What’s more, that the blame seems to be aimed predominantly at Meghan, as if Harry is not a grown man capable of making his own decisions (and with an abundance of reasons to have reached this conclusion, not least the similar treatment of his mother, Princess Diana and her tragic end), is further evidence of the pervasive ingrained misogyny and racism, and of just how much the burden of responsibility is placed squarely on a woman’s shoulders.
“I think Meghan Markle is an inspiration to anyone who has ever been bullied,” tweeted author and mental health campaigner Matt Haig in the days after the announcement. “You don’t have to put up with bullshit because it is ‘expected’ or because it is ‘part of the job’ or it ‘comes with the territory’. Live your life in accord with your own terms, not the terms of haters,” he eloquently continued.
His argument is one I invoke in my recently released debut book The Greater Freedom: Life as a Middle Eastern Woman Outside the Stereotypes, in which I tackle many of the assumptions and expectations that are placed on women, cross-culturally.
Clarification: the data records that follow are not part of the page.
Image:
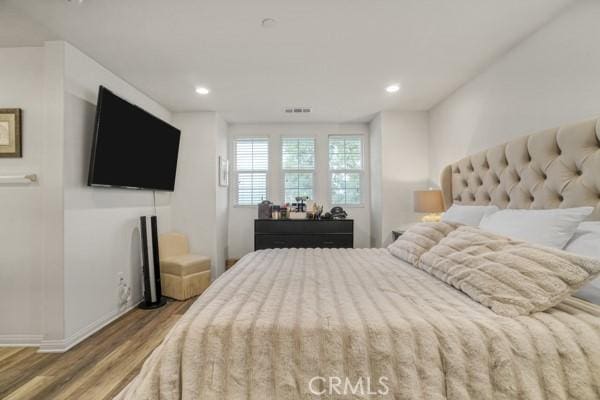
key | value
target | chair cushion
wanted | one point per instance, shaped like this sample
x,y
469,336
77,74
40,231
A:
x,y
184,265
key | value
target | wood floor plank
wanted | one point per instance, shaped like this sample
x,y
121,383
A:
x,y
98,368
29,389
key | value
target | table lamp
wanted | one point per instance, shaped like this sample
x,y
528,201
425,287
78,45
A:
x,y
430,202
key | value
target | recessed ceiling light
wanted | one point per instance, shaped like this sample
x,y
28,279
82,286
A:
x,y
392,88
268,23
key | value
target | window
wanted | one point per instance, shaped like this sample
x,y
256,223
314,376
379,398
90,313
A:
x,y
251,167
346,168
298,164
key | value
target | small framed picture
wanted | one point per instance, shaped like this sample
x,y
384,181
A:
x,y
223,172
10,132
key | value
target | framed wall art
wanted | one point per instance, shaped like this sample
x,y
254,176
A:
x,y
10,132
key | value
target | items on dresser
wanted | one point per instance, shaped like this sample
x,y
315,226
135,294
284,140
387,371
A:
x,y
303,233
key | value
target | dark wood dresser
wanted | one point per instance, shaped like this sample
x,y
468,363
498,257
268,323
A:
x,y
303,233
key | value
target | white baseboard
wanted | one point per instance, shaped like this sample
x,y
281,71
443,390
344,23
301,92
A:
x,y
62,345
20,340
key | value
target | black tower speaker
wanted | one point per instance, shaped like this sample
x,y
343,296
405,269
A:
x,y
151,264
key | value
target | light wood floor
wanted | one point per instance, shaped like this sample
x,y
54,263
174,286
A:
x,y
96,369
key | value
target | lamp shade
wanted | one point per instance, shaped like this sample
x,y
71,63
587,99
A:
x,y
428,201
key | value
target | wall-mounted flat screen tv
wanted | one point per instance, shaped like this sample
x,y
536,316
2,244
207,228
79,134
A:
x,y
131,147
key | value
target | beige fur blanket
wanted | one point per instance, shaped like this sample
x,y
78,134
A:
x,y
510,277
361,324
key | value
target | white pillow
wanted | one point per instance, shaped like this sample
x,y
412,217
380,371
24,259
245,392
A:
x,y
586,242
467,215
553,228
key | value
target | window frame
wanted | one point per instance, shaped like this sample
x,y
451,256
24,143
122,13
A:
x,y
236,171
361,171
313,171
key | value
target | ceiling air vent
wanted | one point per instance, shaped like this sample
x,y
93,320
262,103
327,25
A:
x,y
298,110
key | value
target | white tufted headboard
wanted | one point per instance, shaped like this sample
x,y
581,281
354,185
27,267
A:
x,y
555,168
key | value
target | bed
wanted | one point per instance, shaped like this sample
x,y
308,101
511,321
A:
x,y
365,323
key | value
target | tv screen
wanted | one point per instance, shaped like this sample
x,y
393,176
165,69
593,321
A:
x,y
131,147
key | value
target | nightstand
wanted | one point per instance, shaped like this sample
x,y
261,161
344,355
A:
x,y
399,231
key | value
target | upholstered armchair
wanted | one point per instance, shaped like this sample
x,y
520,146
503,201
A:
x,y
182,275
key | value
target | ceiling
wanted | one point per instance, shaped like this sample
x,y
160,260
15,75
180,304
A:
x,y
335,56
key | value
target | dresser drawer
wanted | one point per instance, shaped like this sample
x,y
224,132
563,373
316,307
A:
x,y
273,241
303,227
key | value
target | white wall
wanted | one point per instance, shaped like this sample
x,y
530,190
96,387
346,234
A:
x,y
241,218
21,291
199,207
400,151
550,79
101,237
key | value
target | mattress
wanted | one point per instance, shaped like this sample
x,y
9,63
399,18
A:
x,y
361,323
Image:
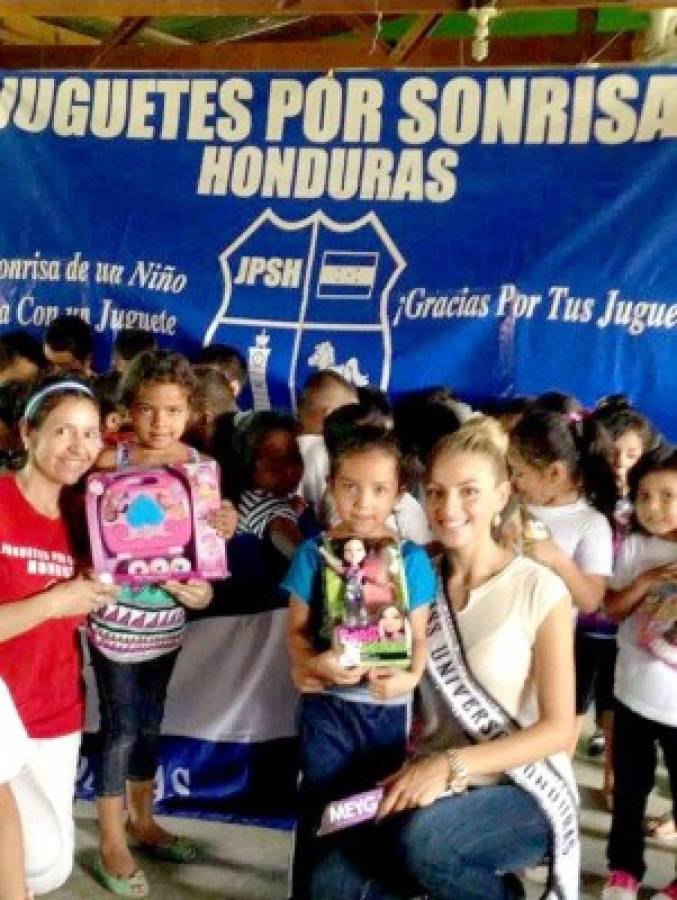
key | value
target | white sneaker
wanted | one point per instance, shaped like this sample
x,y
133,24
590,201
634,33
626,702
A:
x,y
669,892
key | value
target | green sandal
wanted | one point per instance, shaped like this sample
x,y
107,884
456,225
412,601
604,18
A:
x,y
135,885
177,850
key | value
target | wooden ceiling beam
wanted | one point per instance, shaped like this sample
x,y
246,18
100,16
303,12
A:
x,y
369,28
124,32
164,8
33,31
421,26
318,56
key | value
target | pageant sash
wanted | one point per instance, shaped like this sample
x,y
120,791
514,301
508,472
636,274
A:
x,y
483,719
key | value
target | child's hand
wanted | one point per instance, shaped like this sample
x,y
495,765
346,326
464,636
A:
x,y
305,682
79,596
326,667
224,520
661,575
298,504
194,594
384,684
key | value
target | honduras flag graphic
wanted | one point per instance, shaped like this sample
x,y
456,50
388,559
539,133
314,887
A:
x,y
308,295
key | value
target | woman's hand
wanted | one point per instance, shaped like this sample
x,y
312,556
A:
x,y
224,520
656,577
305,681
194,593
417,784
327,668
384,684
79,596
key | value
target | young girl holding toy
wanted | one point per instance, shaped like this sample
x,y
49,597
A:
x,y
632,435
131,679
644,600
43,600
353,720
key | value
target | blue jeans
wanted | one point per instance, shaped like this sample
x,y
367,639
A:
x,y
457,849
131,705
344,748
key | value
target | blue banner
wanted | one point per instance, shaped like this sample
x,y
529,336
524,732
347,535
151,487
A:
x,y
497,232
500,233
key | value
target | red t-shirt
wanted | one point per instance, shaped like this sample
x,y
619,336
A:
x,y
42,667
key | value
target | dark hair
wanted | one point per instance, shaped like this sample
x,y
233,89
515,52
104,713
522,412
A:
x,y
238,439
157,367
129,342
618,416
107,390
662,458
213,391
365,439
48,392
342,422
15,344
542,437
320,381
554,401
13,396
422,418
375,398
224,357
70,334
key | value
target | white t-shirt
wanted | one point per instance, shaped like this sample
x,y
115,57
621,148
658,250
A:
x,y
582,532
498,627
408,520
315,469
644,683
15,743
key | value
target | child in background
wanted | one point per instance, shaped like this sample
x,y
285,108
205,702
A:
x,y
561,470
69,345
645,684
114,422
213,399
421,419
128,343
227,360
265,467
157,390
353,723
322,393
407,519
632,435
21,357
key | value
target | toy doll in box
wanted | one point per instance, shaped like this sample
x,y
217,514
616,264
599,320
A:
x,y
366,602
149,525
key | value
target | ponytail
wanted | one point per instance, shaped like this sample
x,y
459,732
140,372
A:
x,y
577,439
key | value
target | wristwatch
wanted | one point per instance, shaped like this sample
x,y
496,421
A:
x,y
457,780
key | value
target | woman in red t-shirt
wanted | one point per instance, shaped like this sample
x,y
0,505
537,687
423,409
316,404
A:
x,y
42,602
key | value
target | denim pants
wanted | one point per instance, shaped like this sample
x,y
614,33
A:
x,y
459,848
344,748
635,756
131,705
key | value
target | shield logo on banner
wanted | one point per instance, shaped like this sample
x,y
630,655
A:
x,y
308,295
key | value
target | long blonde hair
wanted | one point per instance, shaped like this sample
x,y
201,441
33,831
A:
x,y
480,436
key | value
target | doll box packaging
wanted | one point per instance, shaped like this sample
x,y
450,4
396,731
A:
x,y
365,601
149,525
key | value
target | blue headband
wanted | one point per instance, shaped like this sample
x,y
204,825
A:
x,y
58,386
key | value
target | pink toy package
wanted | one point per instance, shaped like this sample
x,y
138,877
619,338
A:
x,y
148,525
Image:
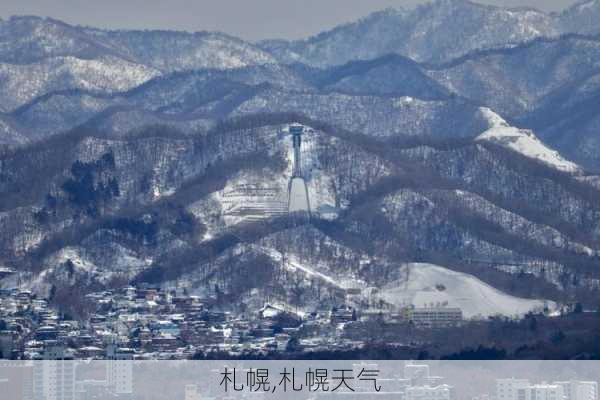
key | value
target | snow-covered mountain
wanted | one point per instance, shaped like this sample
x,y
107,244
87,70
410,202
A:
x,y
427,33
523,141
165,156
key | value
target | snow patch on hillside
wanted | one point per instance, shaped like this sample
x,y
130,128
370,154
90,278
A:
x,y
427,284
522,141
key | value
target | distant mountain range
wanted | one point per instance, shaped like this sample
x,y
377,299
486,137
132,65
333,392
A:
x,y
453,135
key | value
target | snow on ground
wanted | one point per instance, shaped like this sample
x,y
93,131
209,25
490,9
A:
x,y
255,194
522,141
428,284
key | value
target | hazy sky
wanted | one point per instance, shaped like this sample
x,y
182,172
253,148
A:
x,y
249,19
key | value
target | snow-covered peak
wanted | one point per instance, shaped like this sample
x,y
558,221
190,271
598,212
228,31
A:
x,y
522,141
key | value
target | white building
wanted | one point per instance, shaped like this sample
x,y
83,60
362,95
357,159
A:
x,y
541,392
119,373
506,389
54,377
435,316
441,392
579,390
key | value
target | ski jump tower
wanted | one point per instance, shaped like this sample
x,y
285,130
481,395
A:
x,y
297,191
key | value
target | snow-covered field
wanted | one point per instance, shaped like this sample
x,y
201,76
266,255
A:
x,y
523,141
428,285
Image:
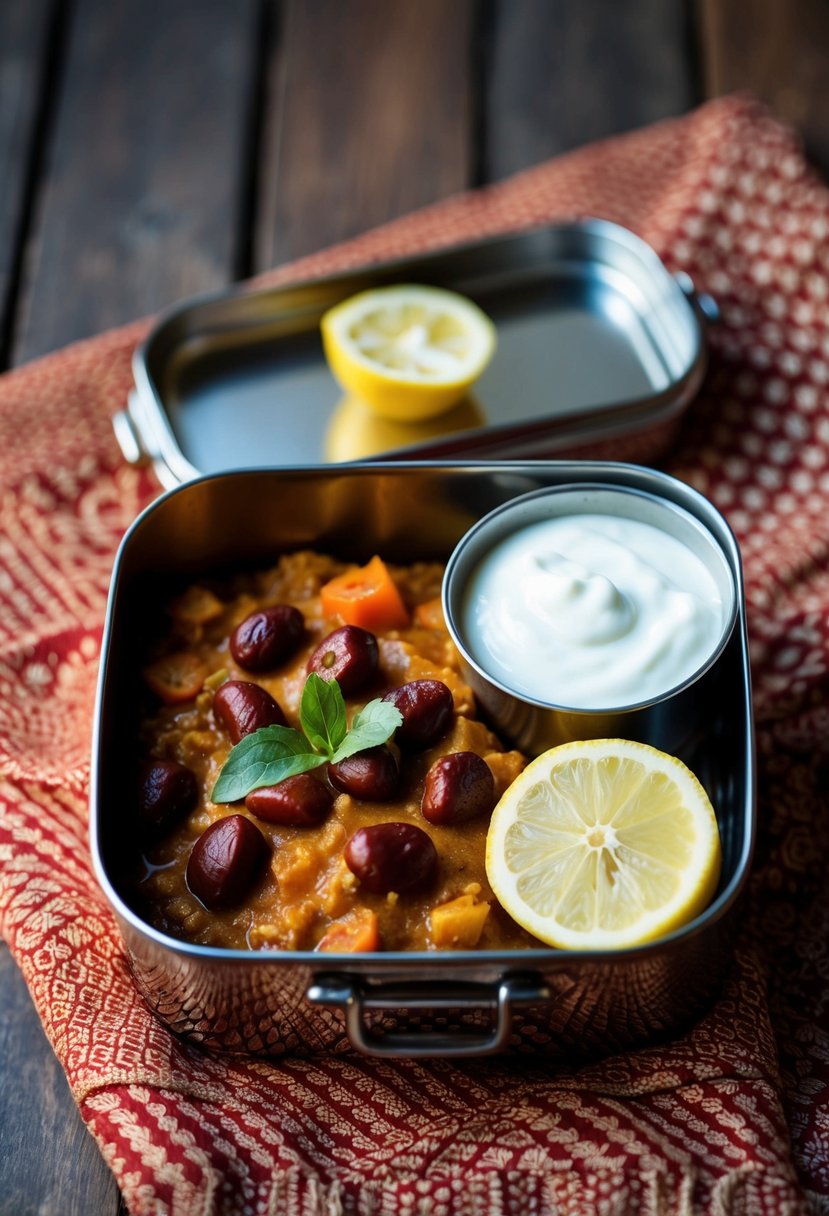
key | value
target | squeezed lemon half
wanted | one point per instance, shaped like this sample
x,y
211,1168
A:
x,y
407,352
603,844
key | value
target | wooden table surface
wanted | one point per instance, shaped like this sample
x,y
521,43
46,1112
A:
x,y
154,148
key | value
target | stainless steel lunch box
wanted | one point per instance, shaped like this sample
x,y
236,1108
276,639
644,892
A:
x,y
599,353
463,1003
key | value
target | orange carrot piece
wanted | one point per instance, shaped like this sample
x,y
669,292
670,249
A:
x,y
365,596
176,677
353,934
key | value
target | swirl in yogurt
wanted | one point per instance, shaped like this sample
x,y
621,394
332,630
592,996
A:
x,y
592,612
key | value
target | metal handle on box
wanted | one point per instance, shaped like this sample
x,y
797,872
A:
x,y
356,1000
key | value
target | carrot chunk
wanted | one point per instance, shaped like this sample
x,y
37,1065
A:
x,y
176,677
365,596
354,934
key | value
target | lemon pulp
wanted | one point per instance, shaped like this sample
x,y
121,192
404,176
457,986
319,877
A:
x,y
407,352
603,844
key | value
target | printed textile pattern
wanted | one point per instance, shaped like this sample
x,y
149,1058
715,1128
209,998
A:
x,y
732,1116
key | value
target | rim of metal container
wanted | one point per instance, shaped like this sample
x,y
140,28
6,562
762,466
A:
x,y
146,424
517,960
458,564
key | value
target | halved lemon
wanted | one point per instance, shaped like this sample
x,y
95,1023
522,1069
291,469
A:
x,y
407,352
603,844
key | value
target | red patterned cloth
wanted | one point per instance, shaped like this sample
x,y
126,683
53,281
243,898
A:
x,y
731,1118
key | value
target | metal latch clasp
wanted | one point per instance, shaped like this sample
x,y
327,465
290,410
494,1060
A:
x,y
359,998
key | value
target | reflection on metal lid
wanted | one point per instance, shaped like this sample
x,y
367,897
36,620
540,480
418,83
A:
x,y
596,339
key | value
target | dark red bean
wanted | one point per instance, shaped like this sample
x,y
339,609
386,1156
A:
x,y
349,656
392,857
427,708
297,801
458,787
246,707
226,862
266,637
371,775
167,793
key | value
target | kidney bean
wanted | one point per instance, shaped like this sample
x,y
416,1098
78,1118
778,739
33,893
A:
x,y
167,793
226,862
371,775
427,709
349,656
244,707
392,857
266,637
458,787
297,801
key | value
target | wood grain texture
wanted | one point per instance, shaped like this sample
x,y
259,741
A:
x,y
23,55
777,49
368,116
142,183
49,1163
560,73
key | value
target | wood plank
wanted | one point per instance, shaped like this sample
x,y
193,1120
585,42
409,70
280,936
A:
x,y
370,114
560,73
779,50
145,174
49,1163
24,38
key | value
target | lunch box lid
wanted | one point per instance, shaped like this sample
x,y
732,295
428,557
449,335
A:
x,y
597,341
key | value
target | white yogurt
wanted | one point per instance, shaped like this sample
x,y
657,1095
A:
x,y
592,612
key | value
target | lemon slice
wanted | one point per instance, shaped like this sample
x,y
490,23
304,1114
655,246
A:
x,y
407,352
603,844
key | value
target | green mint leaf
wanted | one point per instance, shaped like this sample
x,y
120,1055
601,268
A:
x,y
264,758
372,725
322,714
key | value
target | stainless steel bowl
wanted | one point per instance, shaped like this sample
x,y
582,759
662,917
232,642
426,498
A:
x,y
535,724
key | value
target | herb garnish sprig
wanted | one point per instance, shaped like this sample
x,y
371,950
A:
x,y
274,753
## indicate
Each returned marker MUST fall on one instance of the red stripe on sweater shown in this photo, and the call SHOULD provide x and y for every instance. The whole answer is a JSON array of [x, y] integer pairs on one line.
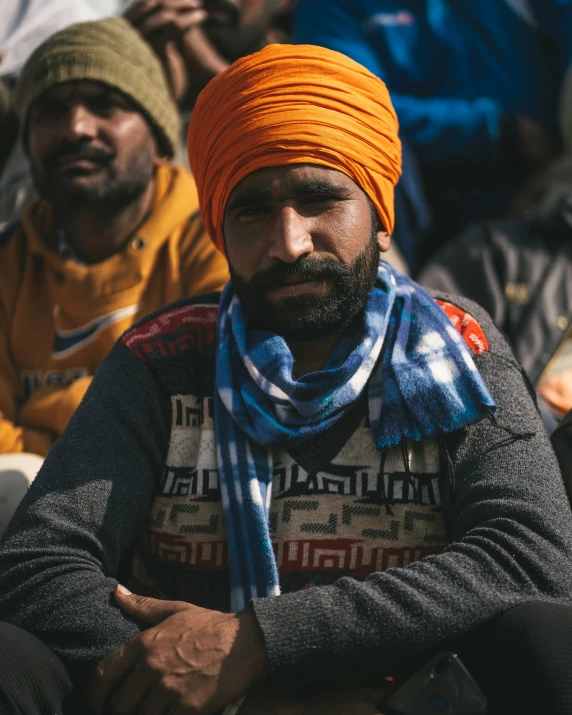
[[190, 327]]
From what we should look like, how we should behave, what we should want and who we should be, women are held to different and impossible to abide by standards.
In truth, it’s heartening that our generation is one that refuses to pander to the ideals of a ‘stiff upper lip,’ and one that is beginning to understand that just because something has always been done a certain way, it doesn’t mean that it’s the right way, or that it’s reason enough to continue. Ours is a generation that is increasingly understanding the importance of setting boundaries and of living authentic lives.
Indeed, women have never been so free to make our own choices and to carve out our own life paths. Testament to this, divorce rates have never been so high, women (and men) no longer honour bound to stay in unhappy marriages or unhappy situations out of guilt, shame and expectation.
It can’t have been an easy decision, but that the couple have finally and firmly and very bravely turned their backs on it all, choosing to put themselves and the happiness and security of their immediate family, over obligation, expectation and tradition is inspiring in so many ways and is a trail-blazing example of self-care. What’s more, it now affords them freedom to dedicate themselves to the causes and activities they truly believe in, using their fame and reach for the greater good.
Meghan having the courage to walk away from what many imagine is a charmed and fairy-tale existence challenges the idea of happily ever after; that bagging yourself a prince, or being successful in the eyes of the public, is the be all and end all, and that the price that comes with that is one worth paying. By putting herself first she has said that no matter what, her happiness and mental health and security is more important. A worthy goal for us all – this year, and beyond.
Alya Mooro is the author of the bestselling The Greater Freedom: Life as a Middle Eastern Woman Outside the Stereotypes.